1. Gral. Reflejo documental de las actuaciones desarrolladas en relación con una cuestión determinada por un órgano judicial, administrativo o entidad privada.

¿Quién debe llenar la historia clínica?

Es deber del médico rellenar la historia clínica de su paciente y en el caso de que varios profesionales sanitarios intervengan en la atención deberán consignarse cada una de las acciones. Cualquier información añadida al historial debe ser firmada y fechada.

¿Quién puede solicitar el expediente clínico?

Cuando se requiera un resumen clínico u otras constancias del expediente clínico, deberá ser solicitado por escrito. Son autoridades competentes para solicitar los expedientes clínicos las autoridades judiciales, órganos de procuración de justicia y autoridades administrativas.

¿Quién puede tener acceso a la historia clínica de un paciente?

1. El titular del derecho a la información es el paciente.
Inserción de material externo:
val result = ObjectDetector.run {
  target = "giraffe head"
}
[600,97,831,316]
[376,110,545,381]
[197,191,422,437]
También serán informadas las personas vinculadas a él, por razones familiares o de hecho, en la medida que el paciente lo permita de manera expresa o tácita.

¿Cuál es el contenido minimo de la historia clínica?

El contenido mínimo de la historia clínica será el siguiente: a) La documentación relativa a la hoja clínicoestadística. b) La autorización de ingreso. c) El informe de urgencia.

¿Quién está obligado a conservar la documentación clínica del paciente?

Los profesionales sanitarios tienen el deber de cooperar en la creación y el mantenimiento de una documentación clínica ordenada y secuencial del proceso asistencial de los pacientes.

¿Qué tipo de documentos debe incluir una historia clínica?

Qué datos debe incluir la historia clínica
  • Datos del paciente que permitan su identificación.
  • Anamnesis y exploración física.
  • Informes de urgencia.
  • Evolución clínica de forma cronológica.
  • Órdenes médicas cursadas (recetas, tratamiento y cuidados a seguir por el paciente)

¿Qué es un expediente completo?

El conjunto organizado de documentos en cualquier soporte, producidos o recibidos por los órganos y áreas en el ejercicio de sus atribuciones, que no derivan de actividades materialmente jurisdiccionales.

¿Qué es un expediente y cómo se forma?

El expediente como elemento material esta formado por una secuencia de actuaciones escritas entendiendo por tal no sólo los documentos extendidos en palabras y/o números sino en un sentido más amplio del termino comprensivo de fotos, gráficos, etc.